A state-of-the-art fighter jet was washed off the deck of the aircraft carrier USS Harry S. Truman and into the Mediterranean Sea by "severe weather" on Friday, according to a Navy news release published on Sunday.
The incident raises questions regarding the type of conditions and capability that may have displaced a jet weighing more than 32,000 pounds.
The F/A-18 Super Hornet jet, which can fly faster than the speed of sound, or up to 1,190 mph, was unmanned.
Additionally, a sailor was hurt at the time "during operations," according to the Navy's report.
The Truman encountered rough weather while executing a "replenishment-at-sea" or resupply mission, the Navy said, which "ended successfully."
A Navy representative did not immediately react to questions regarding the circumstances that may have led to the fighter aircraft's loss of control.
Although the Navy termed the heavy weather as "unexpected," a review of available computer model forecasts from the middle of the previous week showed that there were numerous indications of storminess.
Two days prior, the Defense Department reported that a Super Hornet had broken the sound barrier over the Ionian Sea, which is next to Italy's southeast and part of the Mediterranean.
Before the tragedy, Italy was ravaged by a violent, lengthy heat wave that broke numerous records.
Rome and Florence recorded their warmest June days ever. The heat also contributed to an avalanche in the Italian Alps on July 3 that killed 11 hikers.
On Thursday, however, a strong cold front blew across the country and the Ionian Sea, bringing an end to the heat wave. Computer models recreated ocean waves that reached eight feet in height.
These models also demonstrated a strong zone of low pressure and cold air at high altitudes flowing over the ocean, in stark contrast to the sea's abnormally warm surface temperatures.
According to the Euro-Mediterranean Center for Climate Change, the sea surface temperatures were as much as 7.2 degrees (4 degrees Celsius) above average, meeting the threshold for an ocean heat wave.

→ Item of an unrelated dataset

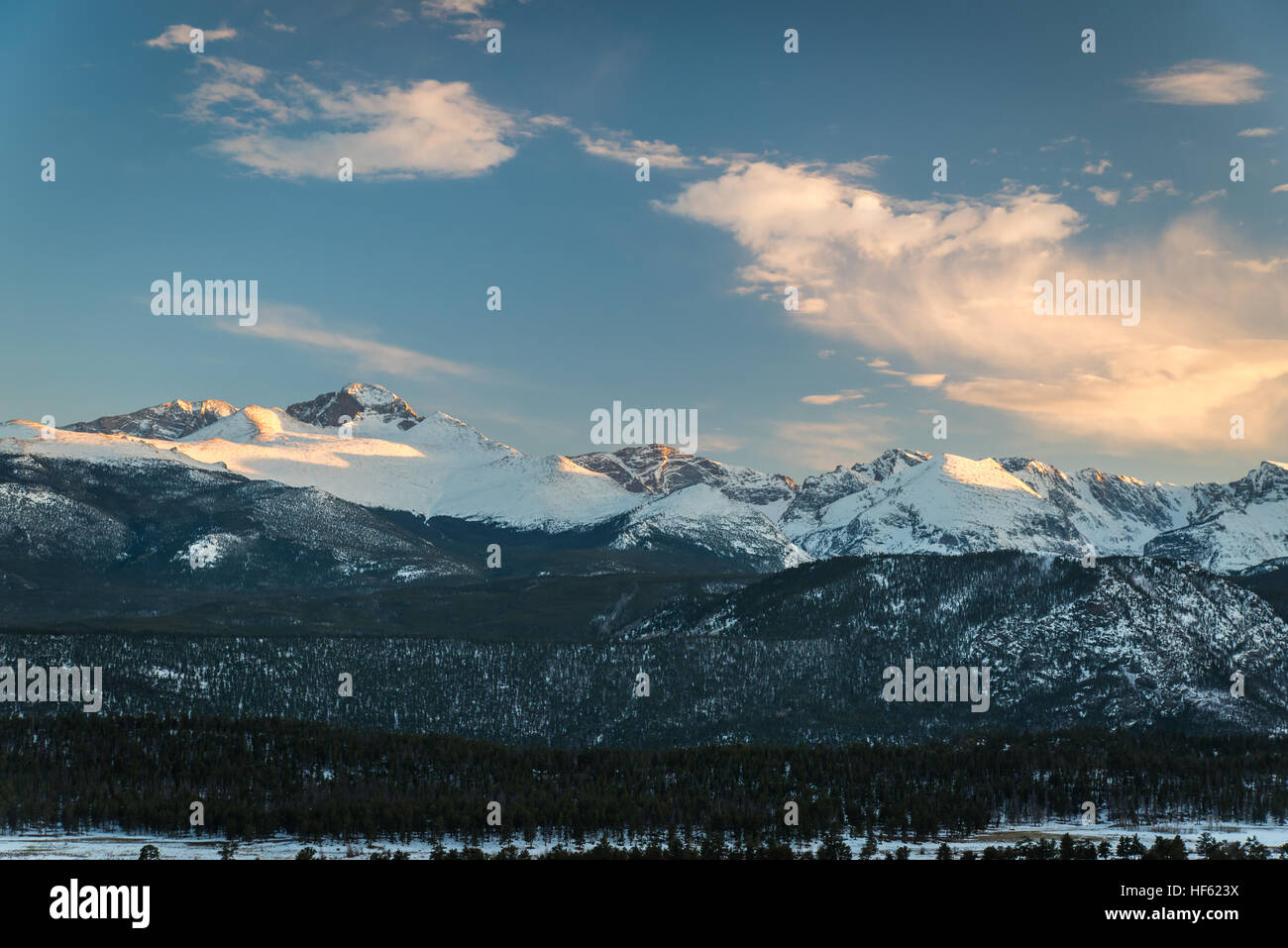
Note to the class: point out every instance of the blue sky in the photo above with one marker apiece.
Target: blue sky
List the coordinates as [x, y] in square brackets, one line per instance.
[518, 170]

The temperature difference between the ocean's surface and the upper atmosphere may have created an environment that was particularly unstable and favorable to thunderstorms.

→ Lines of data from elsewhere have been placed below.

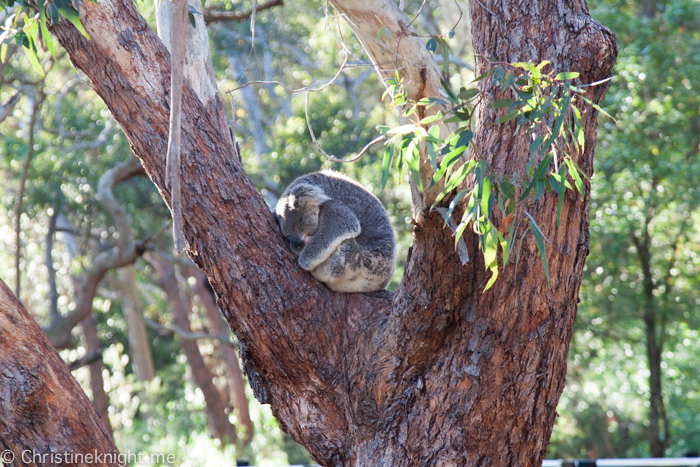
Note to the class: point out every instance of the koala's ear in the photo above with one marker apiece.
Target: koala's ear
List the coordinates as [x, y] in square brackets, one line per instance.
[305, 193]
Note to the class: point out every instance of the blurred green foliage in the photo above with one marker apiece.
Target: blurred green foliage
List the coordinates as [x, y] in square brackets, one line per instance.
[647, 181]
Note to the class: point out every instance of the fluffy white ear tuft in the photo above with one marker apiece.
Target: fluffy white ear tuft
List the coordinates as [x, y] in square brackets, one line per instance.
[305, 193]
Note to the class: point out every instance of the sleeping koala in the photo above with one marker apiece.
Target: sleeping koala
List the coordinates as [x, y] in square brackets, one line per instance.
[341, 232]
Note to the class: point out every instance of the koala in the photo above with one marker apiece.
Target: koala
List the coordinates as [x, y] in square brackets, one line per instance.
[340, 231]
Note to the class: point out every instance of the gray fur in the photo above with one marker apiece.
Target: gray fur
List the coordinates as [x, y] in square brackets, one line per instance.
[341, 232]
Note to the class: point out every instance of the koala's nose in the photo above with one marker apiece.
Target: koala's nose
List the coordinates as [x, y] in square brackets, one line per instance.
[294, 241]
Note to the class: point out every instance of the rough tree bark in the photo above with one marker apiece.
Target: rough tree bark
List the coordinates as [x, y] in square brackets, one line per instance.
[438, 373]
[139, 344]
[43, 410]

Intense thunderstorms are renowned for releasing "microbursts" of intense winds that pound into the earth and fan outward. Microburst winds can exceed 100 mph and cause damage comparable to that caused by tornadoes.
In the 1980s and 1990s, microbursts were notoriously responsible for several aviation tragedies, but the development of early-warning systems has virtually eliminated such incidents.